Death gave you back to me, 
     Soul of my soul!
Hasten, oh day, when I
     Shall pay Death’s toll. [page 22] 


The high-born ladye sat in her bower,
     Tra-la-la-la, tra-la-la-le.
The high-born ladye sat in her bower,
In lily-white hand she held a flower, 
Sent by her lover from the Queen’s bower,
Where he needs must while many an hour.

The high-born ladye she sang a song,
     Tra-la-la-la, tra-la-la-le.
The high-born ladye she sang a song,
“Ah, sweet love, on thy dear gift I long
Did press these lips that to thee belong,
Prithee dost thy love for me hold strong?”

The maiden stood by the rippling brook, 
     Tra-la-la-la, tra-la-la-le.
The maiden stood by the rippling brook,
Where the willows formed a shady nook,
As their green leaves in the sunlight shook,
She blushed ‘neath her lover’s ardent look.

The maiden with the downcast eyes did say, 
     Tra-la-la-la, tra-la-la-le.
The maiden with the downcast eyes did say,
“My darling, when thou art far away, 
My earnest prayers will arise each day
That thou wilt forget me not, I’ll pray.”

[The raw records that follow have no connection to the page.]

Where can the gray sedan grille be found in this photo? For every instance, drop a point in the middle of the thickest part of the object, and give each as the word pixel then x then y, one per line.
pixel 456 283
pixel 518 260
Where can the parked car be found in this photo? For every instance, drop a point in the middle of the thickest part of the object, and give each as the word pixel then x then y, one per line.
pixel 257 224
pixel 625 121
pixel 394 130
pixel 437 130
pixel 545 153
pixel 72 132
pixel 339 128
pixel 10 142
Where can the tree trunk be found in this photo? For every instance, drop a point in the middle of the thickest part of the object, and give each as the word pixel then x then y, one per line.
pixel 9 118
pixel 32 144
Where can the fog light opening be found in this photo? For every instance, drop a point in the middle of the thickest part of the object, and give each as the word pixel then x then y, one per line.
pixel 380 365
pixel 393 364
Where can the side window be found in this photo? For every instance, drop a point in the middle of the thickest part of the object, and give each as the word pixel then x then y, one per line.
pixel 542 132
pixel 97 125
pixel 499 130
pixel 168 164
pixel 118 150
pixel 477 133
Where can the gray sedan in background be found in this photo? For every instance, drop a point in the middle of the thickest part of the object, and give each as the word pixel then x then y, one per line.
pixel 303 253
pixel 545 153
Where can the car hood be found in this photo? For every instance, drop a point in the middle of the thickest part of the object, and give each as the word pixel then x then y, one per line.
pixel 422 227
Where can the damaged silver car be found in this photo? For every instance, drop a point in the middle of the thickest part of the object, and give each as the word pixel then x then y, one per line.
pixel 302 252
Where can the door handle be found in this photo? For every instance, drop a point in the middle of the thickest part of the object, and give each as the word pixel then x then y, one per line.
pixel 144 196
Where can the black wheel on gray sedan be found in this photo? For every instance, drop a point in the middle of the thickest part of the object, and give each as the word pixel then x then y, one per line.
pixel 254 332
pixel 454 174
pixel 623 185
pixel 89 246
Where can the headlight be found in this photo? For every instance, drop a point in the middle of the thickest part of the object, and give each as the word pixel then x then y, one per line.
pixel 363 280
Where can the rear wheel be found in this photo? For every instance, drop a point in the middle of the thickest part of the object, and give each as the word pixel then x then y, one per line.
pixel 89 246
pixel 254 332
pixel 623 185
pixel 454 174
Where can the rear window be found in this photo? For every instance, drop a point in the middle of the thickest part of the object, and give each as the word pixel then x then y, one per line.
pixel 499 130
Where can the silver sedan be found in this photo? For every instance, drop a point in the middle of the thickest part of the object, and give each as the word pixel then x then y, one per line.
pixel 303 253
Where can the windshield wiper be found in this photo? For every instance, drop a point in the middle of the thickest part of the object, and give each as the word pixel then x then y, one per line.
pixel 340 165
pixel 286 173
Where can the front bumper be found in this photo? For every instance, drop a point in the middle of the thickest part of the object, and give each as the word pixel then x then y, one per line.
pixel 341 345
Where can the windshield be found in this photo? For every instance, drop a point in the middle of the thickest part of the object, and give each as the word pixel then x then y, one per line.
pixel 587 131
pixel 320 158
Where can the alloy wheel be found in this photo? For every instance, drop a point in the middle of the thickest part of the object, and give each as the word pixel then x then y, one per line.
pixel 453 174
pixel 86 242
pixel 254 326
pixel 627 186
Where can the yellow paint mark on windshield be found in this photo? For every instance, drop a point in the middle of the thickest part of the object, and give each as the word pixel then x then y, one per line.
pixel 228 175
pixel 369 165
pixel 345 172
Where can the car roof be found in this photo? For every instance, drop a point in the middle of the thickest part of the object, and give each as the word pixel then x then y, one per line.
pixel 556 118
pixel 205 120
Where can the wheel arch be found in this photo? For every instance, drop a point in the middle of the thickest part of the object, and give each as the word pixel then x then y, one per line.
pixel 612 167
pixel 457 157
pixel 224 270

The flapper pert her peach stockings rolled,
     Tra-la-la-la, tra-la-la-le.
The flapper pert her peach stockings rolled, 
Her lipstick applied with touch so bold;
Then to her sheik some home truths she told,
As he seized her in a strangle hold.

The flapper pert quite saucily said,
     Tra-la-la-la, tra-la-la-le.
The flapper pert quite saucily said,
“I say, old thing, your feet are like lead,
Who told you, pray, you could dance bonehead?
You gimme a pain. Go, join the dead.”

My tale is told in a fit of glee,
     Tra-la-la-la, tra-la-la-le.
The “line” of the miads of eras three
You see in these words spoken so free.